Many academic professors talk about parallelism in the context of HDL languages. Having learned both Verilog and Pthreads, I have always felt that we can use some of the lessons learned in hardware (which is inherently parallel) in Parallel programming. ParC is based on this insight and an impressive piece of work. I learned about ParC through Kevin Cameron’s comments on Future Chips. After some (healthy) debate with Kevin, I felt that ParC is a concept we should all be familiar with. I am hoping that Kevin’s insights will trigger some interesting debate.
When people say parallel programming is hard they are correct, but to say it is a new problem would be wrong. Hardware designers have been turning out parallel implementations of algorithms for decades. Back in the 1980s designers moved up from designing in gates to using RTL descriptions of circuits with synthesis tools for the hardware description languages (HDLs) Verilog and VHDL. In recent years other methodologies like assertion-driven verification and formal methods have been added to help get chips working at first Silicon.
HDLs are also used for simulation, where circuits elements are modeled by threads that communicate by events (signals on wires). So the thread handling capacity of HDLs is much higher than an approach which uses pThreads or Quickthreads with C++ for the same purpose (e.g. the SystemC C++ class library).
So why wouldn’t you just use an HDL for your parallel programming? Well a) it’s not programmer friendly, b) most of the associated methodology is for “synchronous” design which uses clocks, and c) HDLs describe static things (fixed hardware) that is not modifiable at runtime.

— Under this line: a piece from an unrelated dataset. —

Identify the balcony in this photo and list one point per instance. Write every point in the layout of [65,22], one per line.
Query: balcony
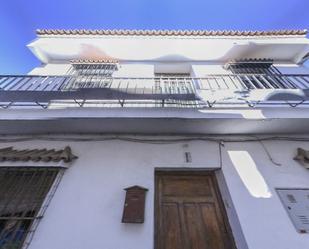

However, some people do use HDLs to get code onto FPGAs for acceleration.
The hardware design methodology (RTL) can be considered as “synchronous finite-state-machines” where an algorithm is described as multiple FSMs communicating based on a global time signal. The next level up in abstraction for hardware design is “asynchronous finite-state-machines” where the FSMs send (self timed) messages to each other and there is little or no global synchronization, the latter approach is also known as CSP (Communicating Sequential Processes) in programming circles. The CSP computing paradigm works well for any non-shared memory platform – from embedded systems and hardware, and through to the Cloud (distributed computing).
ParC is a pure extension of C++, so as a programmer you do not lose anything, what it adds is the threading model used in HDLs and the associated event-driven syntax and semantics. In addition there is a low-level “pipe” construct so that you can do asynchronous description more easily than in HDLs. The current ParC compiler is just a translator to regular C++. It’s not hard to imagine some existing constructs in C/Linux like the interrupt handling that would be much easier to handle as signals with events than the existing sigmask/signal approach or select for I/O processing.
The signal and pipe communication mechanisms in ParC are “opaque”, meaning that reading and writing threads cannot see into how they work, so they can be implemented efficiently on all platforms. If the threads avoid using shared memory then it is (in theory) easy to move them from processor to processor, so the runtime system can optimize itself.
The justification for adopting ParC is that it supports existing code and provides a route to programming “many-core” machines in a platform independent manner, so rather than having code that only works on some GP-GPUs, it should work on any machine. Using it for hardware description makes life a lot easier for people developing hardware interfaces, and allows the same tools to be used for hardware verification and software verification more easily, i.e. you have to use formal and semi-formal static or dynamic analysis tools to have any hope of getting your SoCs to work, but if you build the tools to work with ParC they will work for both hardware and software (so you have a broader market and more support).
The code example “async life” – http://parallel.cc/cgi-bin/bfx.cgi/test_cases.html - creates a 2-D 1800 thread array, and demonstrates a lot of the features of the language, there is an accompanying video of it compiling and running and being debugged with ddd/gdb. There is a specification document for the language, but it’s still under development so I’m refraining from publishing it at the moment.
A large part of the work to be done in developing ParC is infrastructure that would support the same features in other languages e.g. a parallel Java (PJ?). It is also a functional superset of Verilog and VHDL so it should make it easier to fold those languages into the mainstream – at the moment there are few open source projects in that area (of gcc quality), and the plethora of unfixed “features” in HDLs was part of the motivation for ParC in the first place.